Ein richtiger ViiP hat leider jede richtige Information aus dem Netz mit mindestens zwei Werbe- oder Fehlinformationen abgespeichert.
"Sport ist gesund, aber nur im Fitness-Studio, wegen Feinstaub und so."
Jedenfalls kann mein Zögern ihn nicht dazu bringen, mich bestechen zu wollen. Ich bin dennoch gnädig und nehme ihn dran, ich widerstehe sogar dem Drang, ihn sein Bett selbst beziehen zu lassen.

Zurück bei den PCs und Monitoren beginnt die lange Nacht. Wenn da nicht so ein Flackern auf Herrn C.s Monitoren wäre.

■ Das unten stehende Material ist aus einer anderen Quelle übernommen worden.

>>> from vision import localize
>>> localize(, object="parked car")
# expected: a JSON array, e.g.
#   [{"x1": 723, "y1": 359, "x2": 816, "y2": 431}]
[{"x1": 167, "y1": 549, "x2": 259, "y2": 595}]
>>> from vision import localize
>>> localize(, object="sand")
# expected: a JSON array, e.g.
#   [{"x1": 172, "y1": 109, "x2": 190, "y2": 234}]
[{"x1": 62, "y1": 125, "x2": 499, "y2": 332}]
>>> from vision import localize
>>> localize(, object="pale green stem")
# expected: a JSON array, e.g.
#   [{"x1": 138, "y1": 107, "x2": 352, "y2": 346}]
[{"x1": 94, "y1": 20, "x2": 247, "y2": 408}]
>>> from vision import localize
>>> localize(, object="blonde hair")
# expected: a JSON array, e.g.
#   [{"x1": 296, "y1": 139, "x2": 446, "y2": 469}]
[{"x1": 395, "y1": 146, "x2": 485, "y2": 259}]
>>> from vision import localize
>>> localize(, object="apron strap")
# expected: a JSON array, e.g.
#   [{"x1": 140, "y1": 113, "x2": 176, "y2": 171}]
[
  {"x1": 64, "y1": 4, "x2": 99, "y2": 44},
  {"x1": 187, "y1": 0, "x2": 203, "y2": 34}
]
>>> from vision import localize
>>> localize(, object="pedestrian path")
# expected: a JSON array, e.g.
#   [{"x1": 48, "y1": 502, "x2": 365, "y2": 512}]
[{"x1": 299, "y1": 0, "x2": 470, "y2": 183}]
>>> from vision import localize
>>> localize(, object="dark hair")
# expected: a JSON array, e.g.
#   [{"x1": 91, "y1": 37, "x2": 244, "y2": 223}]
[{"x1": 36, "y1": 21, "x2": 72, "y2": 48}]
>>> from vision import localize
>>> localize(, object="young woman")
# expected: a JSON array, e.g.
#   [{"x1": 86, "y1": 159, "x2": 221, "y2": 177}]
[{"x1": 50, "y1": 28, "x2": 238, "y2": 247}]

Die Technik! Die Fehlersuche ergibt nichts. Alles aus, alles an, sämtliche Kabel gerüttelt und gesteckt. Ich schaue mir das Flackern genauer an. Da ist doch irgendwas.
Wilde Gehirnströme.
Und auf dem Monitor... .
So plötzlich erkenne ich, was vor sich geht, daß ich mir zurückzuckend den Kopf stoße:
Herr C. onaniert.
Er holt sich einen runter, er schüttelt sich einen.
Seine eigene One-Hand-Show,
Mütze-Glatze, Mütze-Glatze, volle 12 Minuten lang.

Die Aufzeichnung hatte schon begonnen.

Den rot leuchtenden Fingerclip werde ich morgen früh nicht anfassen.